Problem: XOA becomes unusable when XCP-ng master host is rebooted

Cygace

Hi everyone,

I’m facing an issue in my XCP-ng environment and would really appreciate some advice or best practices.

I have a pool with 3 XCP-ng hosts, and I’m running Xen Orchestra (XOA) as a VM on the second host (not the master). Everything runs fine under normal conditions.

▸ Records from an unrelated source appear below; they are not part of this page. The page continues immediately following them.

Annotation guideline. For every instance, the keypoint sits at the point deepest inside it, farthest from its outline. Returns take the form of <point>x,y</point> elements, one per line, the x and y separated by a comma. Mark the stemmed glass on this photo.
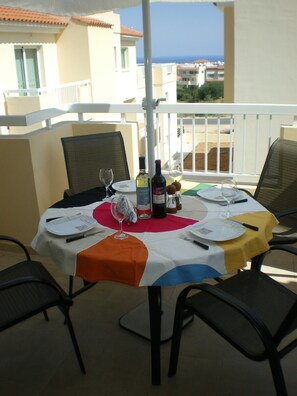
<point>106,178</point>
<point>175,172</point>
<point>229,191</point>
<point>119,212</point>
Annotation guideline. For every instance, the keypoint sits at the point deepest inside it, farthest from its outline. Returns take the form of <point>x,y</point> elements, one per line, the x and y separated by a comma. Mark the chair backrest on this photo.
<point>86,154</point>
<point>277,186</point>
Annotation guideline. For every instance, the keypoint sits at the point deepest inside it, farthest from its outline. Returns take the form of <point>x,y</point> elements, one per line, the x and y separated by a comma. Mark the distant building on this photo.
<point>199,72</point>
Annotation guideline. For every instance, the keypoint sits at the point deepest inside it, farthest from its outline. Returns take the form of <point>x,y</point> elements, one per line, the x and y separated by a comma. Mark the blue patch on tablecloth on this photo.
<point>189,273</point>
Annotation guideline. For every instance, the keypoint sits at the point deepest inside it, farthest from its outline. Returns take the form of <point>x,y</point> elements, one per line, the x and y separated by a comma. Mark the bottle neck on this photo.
<point>158,167</point>
<point>142,164</point>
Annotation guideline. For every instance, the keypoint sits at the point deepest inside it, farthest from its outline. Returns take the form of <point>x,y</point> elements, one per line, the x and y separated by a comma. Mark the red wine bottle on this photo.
<point>158,192</point>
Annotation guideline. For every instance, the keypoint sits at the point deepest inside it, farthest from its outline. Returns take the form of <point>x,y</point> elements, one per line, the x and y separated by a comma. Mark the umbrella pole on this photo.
<point>149,102</point>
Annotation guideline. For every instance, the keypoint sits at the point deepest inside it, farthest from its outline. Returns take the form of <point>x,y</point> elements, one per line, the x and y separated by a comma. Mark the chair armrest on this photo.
<point>257,264</point>
<point>250,315</point>
<point>67,193</point>
<point>19,281</point>
<point>17,242</point>
<point>285,212</point>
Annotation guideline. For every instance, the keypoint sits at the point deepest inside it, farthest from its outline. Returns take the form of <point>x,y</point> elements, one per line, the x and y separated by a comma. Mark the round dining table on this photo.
<point>195,244</point>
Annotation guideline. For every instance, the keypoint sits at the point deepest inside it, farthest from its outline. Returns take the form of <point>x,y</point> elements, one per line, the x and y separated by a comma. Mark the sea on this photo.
<point>183,59</point>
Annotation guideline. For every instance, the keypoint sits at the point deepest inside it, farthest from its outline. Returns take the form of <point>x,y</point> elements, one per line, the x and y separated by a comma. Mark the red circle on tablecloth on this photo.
<point>169,223</point>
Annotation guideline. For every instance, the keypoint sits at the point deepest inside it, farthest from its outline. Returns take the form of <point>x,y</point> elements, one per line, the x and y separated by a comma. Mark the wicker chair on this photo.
<point>86,154</point>
<point>253,312</point>
<point>26,289</point>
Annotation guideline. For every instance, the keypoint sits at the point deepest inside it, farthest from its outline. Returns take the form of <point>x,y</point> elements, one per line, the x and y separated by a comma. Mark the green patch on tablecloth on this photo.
<point>193,190</point>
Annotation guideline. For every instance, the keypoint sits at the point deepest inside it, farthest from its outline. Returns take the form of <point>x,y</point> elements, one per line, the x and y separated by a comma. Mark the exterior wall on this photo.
<point>229,54</point>
<point>261,59</point>
<point>265,51</point>
<point>73,54</point>
<point>48,70</point>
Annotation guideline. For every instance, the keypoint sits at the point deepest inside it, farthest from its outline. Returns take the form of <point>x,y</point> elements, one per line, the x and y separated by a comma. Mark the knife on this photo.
<point>224,203</point>
<point>75,238</point>
<point>203,245</point>
<point>255,228</point>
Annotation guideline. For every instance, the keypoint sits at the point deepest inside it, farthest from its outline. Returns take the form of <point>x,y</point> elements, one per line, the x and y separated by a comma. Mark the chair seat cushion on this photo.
<point>269,300</point>
<point>26,298</point>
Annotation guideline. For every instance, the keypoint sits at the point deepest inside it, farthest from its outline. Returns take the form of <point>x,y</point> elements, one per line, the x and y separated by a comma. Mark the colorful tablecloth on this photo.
<point>158,252</point>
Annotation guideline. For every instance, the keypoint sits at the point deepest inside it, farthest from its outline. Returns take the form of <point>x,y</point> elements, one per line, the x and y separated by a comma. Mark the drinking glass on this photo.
<point>119,212</point>
<point>106,178</point>
<point>229,191</point>
<point>175,172</point>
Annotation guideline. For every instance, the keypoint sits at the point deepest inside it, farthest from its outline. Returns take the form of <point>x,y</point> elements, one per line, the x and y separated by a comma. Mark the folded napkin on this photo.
<point>191,188</point>
<point>126,207</point>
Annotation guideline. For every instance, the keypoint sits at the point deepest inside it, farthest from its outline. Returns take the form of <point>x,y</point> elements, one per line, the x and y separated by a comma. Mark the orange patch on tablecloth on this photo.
<point>126,264</point>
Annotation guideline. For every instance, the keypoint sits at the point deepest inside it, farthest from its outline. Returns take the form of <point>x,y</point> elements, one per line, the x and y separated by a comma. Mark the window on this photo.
<point>124,58</point>
<point>27,68</point>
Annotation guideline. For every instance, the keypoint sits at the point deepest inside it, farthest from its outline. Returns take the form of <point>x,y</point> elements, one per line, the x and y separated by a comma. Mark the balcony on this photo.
<point>211,141</point>
<point>38,357</point>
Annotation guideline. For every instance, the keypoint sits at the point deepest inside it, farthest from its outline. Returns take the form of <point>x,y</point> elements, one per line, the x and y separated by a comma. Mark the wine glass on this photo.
<point>229,191</point>
<point>175,172</point>
<point>106,178</point>
<point>119,211</point>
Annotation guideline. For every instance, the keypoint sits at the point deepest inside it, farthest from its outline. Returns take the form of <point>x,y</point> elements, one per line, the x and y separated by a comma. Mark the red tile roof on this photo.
<point>92,22</point>
<point>10,14</point>
<point>130,32</point>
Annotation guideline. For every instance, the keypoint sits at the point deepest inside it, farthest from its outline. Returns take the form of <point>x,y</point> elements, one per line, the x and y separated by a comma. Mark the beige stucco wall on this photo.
<point>73,54</point>
<point>265,51</point>
<point>229,54</point>
<point>33,174</point>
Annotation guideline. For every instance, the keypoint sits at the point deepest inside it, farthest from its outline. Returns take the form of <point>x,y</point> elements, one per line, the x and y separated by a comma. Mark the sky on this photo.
<point>180,29</point>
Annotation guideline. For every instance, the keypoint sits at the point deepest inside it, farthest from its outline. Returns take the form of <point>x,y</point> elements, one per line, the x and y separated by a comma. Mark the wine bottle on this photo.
<point>158,192</point>
<point>143,192</point>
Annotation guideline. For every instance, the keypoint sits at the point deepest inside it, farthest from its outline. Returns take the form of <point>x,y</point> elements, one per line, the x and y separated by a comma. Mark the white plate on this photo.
<point>125,186</point>
<point>71,225</point>
<point>214,194</point>
<point>218,230</point>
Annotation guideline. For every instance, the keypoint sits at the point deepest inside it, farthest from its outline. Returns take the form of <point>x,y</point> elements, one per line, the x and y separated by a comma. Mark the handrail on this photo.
<point>178,108</point>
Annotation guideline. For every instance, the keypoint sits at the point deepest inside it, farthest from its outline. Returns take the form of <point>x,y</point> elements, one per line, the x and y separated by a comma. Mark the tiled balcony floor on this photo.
<point>37,357</point>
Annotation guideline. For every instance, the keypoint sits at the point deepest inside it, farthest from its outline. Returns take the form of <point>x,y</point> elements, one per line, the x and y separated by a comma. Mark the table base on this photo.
<point>137,321</point>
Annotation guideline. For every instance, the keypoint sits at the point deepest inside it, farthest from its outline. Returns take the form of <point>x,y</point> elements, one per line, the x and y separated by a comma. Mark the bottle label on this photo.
<point>143,198</point>
<point>159,195</point>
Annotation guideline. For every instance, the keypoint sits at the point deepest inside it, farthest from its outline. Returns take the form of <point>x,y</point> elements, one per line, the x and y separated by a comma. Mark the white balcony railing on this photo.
<point>209,140</point>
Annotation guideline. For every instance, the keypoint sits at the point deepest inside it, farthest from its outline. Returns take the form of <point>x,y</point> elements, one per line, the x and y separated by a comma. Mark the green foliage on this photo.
<point>208,92</point>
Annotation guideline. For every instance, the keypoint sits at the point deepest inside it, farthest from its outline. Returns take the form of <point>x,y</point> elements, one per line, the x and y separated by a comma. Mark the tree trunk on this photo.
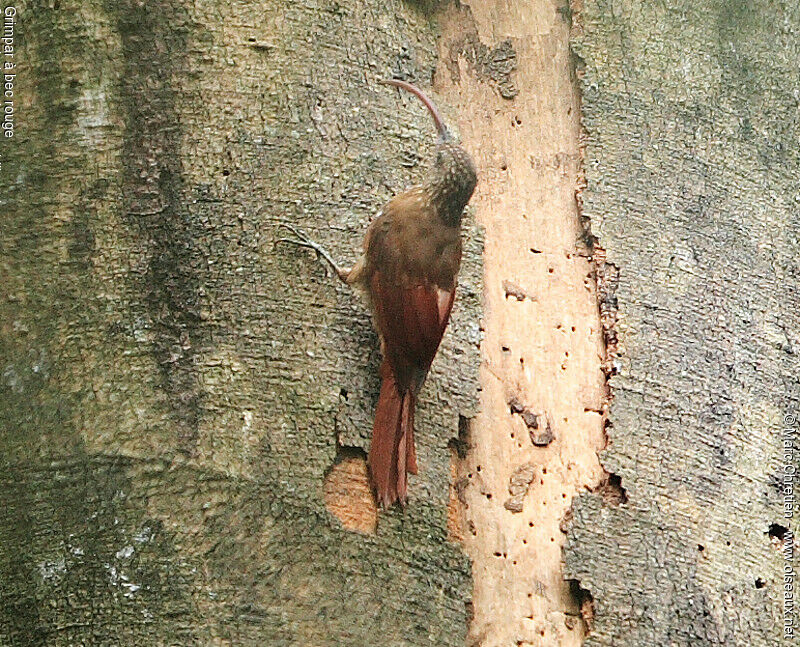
<point>186,406</point>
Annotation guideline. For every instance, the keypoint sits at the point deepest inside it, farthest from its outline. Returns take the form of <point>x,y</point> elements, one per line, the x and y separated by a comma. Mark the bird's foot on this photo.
<point>302,240</point>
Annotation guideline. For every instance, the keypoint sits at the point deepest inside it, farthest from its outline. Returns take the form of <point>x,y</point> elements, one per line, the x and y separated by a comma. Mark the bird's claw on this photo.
<point>303,240</point>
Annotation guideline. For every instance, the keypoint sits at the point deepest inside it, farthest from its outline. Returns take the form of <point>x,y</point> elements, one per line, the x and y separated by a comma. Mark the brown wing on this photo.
<point>412,259</point>
<point>411,321</point>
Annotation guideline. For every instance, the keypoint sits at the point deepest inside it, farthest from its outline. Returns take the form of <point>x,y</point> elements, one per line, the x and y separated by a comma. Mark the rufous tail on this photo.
<point>392,455</point>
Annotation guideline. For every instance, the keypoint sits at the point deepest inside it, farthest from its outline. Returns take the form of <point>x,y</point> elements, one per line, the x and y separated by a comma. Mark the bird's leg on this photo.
<point>303,240</point>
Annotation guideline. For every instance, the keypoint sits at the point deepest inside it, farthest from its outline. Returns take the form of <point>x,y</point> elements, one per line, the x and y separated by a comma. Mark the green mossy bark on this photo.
<point>691,110</point>
<point>174,387</point>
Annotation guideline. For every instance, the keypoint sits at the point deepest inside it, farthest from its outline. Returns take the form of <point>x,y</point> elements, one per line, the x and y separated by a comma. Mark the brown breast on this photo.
<point>410,245</point>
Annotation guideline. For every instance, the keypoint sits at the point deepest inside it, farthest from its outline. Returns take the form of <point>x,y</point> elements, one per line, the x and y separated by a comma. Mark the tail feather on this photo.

However, if I reboot the master host, I temporarily lose all control of the pool through XOA. Even though XOA is still up and running on the second host, it can’t see any hosts, VMs, or storage — it’s like the entire pool becomes unmanageable until the master comes back online.

My setup:
• 3-host XCP-ng pool
• XOA is a VM on host 2 (not the master)
• When the master is rebooted, XOA loses access to the infrastructure
• When the master is back online, everything works again

My questions:
1. Is this behavior expected in a multi-host pool?
2. Is there a safe way to promote another host to master automatically or manually during planned or unplanned downtime?
3. Would it be better to run XOA outside of the pool, on a dedicated device (e.g., a NUC, VM on another hypervisor)?
4. Are there best practices for ensuring high availability of the management layer (XAPI + XOA)?

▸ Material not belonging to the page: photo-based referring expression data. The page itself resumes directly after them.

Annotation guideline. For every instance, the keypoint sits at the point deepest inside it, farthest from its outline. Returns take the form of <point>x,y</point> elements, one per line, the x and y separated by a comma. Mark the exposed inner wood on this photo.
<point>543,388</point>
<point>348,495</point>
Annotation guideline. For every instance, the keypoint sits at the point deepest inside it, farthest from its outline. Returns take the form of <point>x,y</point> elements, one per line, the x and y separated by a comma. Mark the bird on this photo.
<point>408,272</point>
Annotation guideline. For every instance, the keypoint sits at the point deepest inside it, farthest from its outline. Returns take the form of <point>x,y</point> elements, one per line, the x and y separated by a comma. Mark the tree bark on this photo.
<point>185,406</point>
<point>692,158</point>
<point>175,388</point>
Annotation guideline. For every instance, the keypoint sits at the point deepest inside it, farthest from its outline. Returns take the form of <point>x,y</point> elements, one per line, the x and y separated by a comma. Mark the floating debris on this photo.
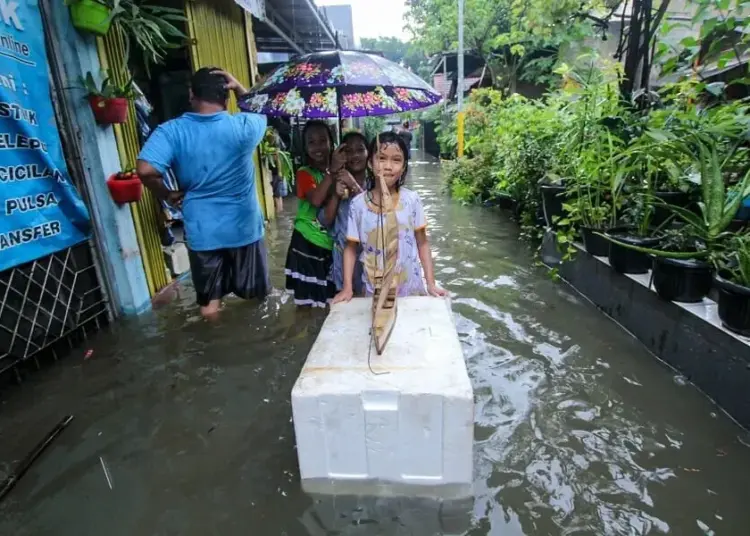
<point>106,473</point>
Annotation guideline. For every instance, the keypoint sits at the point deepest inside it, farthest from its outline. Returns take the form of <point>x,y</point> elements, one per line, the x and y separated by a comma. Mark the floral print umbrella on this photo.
<point>339,84</point>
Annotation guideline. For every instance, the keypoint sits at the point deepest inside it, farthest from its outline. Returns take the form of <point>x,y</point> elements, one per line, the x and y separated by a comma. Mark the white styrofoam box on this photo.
<point>177,258</point>
<point>411,422</point>
<point>348,515</point>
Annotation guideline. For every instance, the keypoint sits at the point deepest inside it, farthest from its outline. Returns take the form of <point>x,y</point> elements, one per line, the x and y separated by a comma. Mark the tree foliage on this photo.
<point>405,53</point>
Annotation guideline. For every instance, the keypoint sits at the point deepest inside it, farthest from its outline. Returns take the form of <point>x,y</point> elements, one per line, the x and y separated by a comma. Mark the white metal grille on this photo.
<point>46,301</point>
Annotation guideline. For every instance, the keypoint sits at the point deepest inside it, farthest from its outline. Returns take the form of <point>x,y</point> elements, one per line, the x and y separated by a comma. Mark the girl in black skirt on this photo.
<point>308,262</point>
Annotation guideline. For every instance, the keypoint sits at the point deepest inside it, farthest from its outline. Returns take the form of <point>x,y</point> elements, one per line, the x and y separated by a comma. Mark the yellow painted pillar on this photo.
<point>460,133</point>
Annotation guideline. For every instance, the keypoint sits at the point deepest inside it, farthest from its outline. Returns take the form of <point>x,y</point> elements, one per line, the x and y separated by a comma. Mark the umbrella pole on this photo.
<point>338,113</point>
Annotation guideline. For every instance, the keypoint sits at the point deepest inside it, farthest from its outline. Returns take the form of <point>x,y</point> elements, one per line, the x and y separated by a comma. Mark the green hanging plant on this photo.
<point>150,28</point>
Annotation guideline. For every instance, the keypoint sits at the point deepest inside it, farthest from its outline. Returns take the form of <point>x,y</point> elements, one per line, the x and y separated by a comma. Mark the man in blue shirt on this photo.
<point>211,153</point>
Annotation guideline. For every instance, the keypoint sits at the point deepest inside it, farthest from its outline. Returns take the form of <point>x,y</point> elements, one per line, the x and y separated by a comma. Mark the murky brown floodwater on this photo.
<point>578,429</point>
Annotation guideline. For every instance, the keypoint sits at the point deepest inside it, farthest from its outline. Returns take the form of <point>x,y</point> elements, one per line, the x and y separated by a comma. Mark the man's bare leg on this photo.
<point>211,310</point>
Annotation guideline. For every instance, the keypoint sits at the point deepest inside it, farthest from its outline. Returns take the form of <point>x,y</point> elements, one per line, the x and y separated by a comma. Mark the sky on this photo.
<point>375,18</point>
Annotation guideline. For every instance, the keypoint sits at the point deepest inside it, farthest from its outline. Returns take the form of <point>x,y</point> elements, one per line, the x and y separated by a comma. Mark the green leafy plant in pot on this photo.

Thanks a lot for your help!

olivierlambert

Hi,

This is perfectly normal. Only the master is the contact point for the entire pool.
I would advise to go for manual promotion if you consider your host dead. To do it, go on any slave you want to promote (just one) and type xe pool-emergency-transition-to-master. If you use HA, this will be done automatically, but HA can be tricky.
The result will be the same, if the master is down, you'll lose the view in XO about what's going on the pool, until you get a master back.